The HMM supposes observation independence, in the sense that:

\[P(o_t = x \mid s_t = q_i, s_{t-1} = q_j, ...) = P(o_t = x \mid s_t = q_i)\]

The HMM can also output context-dependent phonemes, called triphones. Triphones are simply a group of 3 phonemes, the left one being the left context, and the right one, the right context.

The HMM is trained using Baum-Welsch algorithm. The HMMs learns to give the probability of each end of phoneme at time t. We usually suppose the observations are generated by a mixture of Gaussians (Gaussian Mixture Models, GMMs) at each state, i.e:

\[P(o_t = y \mid s_t = q_i) = P(X \mid W) = \sum_{m=1} \mathcal{N}(y, \mu_{jm}, \Sigma_{jm})\]

The training of the HMM-GMM is solved by Expectation Maximization (EM). In the EM training, the outputs of the GMM \(P(X \mid W)\) are used as inputs for the GMM training iteratively, and the Viterbi or Baum Welsch algorithm trains the HMM (i.e. identifies the transition matrices) to produce the best state sequence.

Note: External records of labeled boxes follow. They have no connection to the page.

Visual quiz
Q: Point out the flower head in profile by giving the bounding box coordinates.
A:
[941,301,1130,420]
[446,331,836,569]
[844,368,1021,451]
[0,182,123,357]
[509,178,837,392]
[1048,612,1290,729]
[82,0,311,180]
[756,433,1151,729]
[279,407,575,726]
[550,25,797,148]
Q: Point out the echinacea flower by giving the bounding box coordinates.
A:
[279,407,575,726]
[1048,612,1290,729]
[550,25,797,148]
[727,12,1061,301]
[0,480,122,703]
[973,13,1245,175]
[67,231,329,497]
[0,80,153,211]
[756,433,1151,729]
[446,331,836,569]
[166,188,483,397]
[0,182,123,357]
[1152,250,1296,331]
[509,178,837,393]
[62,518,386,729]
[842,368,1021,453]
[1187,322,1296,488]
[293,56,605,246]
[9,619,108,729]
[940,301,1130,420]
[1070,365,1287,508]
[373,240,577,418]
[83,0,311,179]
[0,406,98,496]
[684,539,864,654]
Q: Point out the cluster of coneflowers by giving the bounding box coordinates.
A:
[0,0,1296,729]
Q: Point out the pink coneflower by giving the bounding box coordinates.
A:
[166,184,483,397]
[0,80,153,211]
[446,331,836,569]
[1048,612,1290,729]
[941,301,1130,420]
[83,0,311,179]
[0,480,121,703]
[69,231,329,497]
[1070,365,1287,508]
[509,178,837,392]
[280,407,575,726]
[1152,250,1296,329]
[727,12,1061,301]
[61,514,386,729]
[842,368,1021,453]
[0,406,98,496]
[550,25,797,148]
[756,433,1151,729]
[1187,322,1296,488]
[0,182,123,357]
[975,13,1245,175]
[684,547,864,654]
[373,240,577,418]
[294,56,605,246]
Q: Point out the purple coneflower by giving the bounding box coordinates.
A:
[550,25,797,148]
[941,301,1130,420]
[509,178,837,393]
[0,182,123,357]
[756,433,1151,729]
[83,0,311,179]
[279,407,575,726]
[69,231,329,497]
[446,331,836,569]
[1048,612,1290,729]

The full pipeline is presented below:


2. HMM-DNN acoustic model

Latest models focus on hybrid HMM-DNN architectures and approach the acoustic model in another way. In such approach, we do not care about the acoustic model \(P(X \mid W)\), but we directly tackle \(P(W \mid X)\) as the probability of observing state sequences given \(X\).

Hence, back to the first acoustic modeling equation, we target:

\[W^{\star} = argmax_W P(W \mid X)\]

The aim of the DNN is to model the posterior probabilities over HMM states.

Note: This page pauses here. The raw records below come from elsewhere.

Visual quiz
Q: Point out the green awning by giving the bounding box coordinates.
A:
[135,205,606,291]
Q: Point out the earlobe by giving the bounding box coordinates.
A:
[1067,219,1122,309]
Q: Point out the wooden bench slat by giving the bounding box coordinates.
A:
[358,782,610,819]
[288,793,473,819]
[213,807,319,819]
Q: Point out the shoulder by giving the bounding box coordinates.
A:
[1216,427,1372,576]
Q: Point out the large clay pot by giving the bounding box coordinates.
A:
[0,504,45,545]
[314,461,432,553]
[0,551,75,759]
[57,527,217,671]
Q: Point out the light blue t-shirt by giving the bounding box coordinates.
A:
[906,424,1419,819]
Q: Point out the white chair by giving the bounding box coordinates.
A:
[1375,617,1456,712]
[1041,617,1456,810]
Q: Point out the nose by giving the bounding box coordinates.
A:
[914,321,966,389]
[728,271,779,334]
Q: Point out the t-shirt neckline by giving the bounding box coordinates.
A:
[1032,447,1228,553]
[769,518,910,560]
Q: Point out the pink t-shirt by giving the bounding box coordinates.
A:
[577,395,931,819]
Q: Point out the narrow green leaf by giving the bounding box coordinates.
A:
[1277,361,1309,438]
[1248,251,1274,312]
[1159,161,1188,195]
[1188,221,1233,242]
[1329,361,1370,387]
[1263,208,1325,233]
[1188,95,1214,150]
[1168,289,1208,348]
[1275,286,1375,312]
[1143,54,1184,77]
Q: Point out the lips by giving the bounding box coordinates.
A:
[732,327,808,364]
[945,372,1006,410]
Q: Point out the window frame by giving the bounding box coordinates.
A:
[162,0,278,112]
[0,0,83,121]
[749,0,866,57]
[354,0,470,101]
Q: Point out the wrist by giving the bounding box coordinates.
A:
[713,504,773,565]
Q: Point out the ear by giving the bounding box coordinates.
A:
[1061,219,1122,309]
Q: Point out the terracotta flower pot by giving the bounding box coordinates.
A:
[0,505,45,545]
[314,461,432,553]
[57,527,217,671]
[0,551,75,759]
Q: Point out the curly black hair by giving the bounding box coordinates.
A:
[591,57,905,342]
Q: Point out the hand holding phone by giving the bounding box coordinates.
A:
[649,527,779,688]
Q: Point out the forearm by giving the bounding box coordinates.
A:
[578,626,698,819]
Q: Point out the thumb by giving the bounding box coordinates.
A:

Some considerations on the HMM-DNN framework:

  • we usually take a large number of hidden layers
  • the inputs features typically are extracted from large windows (up to 1-2 seconds) to have a large context
  • early stopping can be used

You might have noticed that the training of the DNN produces posterior, whereas the Viterbi Backward-Forward algorithm requires \(P(X \mid W)\) to identify the optimal sequence when training the HMM. Therefore, we use Bayes Rule:

\[P(X \mid W) = \frac{P(W \mid X) P(X)}{P(W)}\]

The probability of the acoustic feature \(P(X)\) is not known, but it just scales all the likelihoods by the same factor, and therefore does not modify the alignment.

The training of HMM-DNN architectures is based:

  • either on the original hybrid HMM-DNN, using EM, where:
    • E-step keeps DNN and HMM parameters constant and estimates the DNN outputs to produce scaled likelihoods
    • M-step re-trains the DNN parameters on the new targets from E-step
  • either using REMAP, with a similar architecture, except that the states priors are also given as inputs to the DNN


Here is a brief summary of the pros and cons of HMM/DNN and HMM/GMM:

Considers short term correlation Assumes no correlation in inputs
No probability distribution function assumption Assumes GMMs as PDFs
Discriminative training in the generated distributions No discriminative training in the generated distributions (can be overlapping)
Discriminative acoustic model at frame level Poor discrimination (Maximum Likelihood instead of Maximum A Posteriori)
Higher performance Lower performance

4. End-to-end models

In End-to-end models, the steps of feature extraction and phoneme prediction are combined:


This concludes the part on acoustic modeling.


In small vocabulary sizes, it is quite easy to collect a lot of utterances for each word, and the HMM-GMM or HMM-DNN training is efficient. However, “statistical modeling requires a sufficient number of examples to get a good estimate of the relationship between speech input and the parts of words”. In large-vocabulary tasks, we might collect 1 or even 0 training examples. t. Thus, it is not feasible to train a model for each word, and we need to share information across words, based on the pronunciation.

\[W^{\star} = argmax_W P(W \mid X)\]

We consider words are being sequences of states \(Q\).

\[W^{\star} = argmax_W P(X \mid Q, W) P(Q, W)\] \[W^{\star} \approx argmax_W P(X \mid Q) \sum_Q P(Q \mid W) P(W)\] \[W^{\star} \approx argmax_W max_Q P(X \mid Q) P(Q \mid W) P(W)\]

Where \(P(Q \mid W)\) is the pronunciation model.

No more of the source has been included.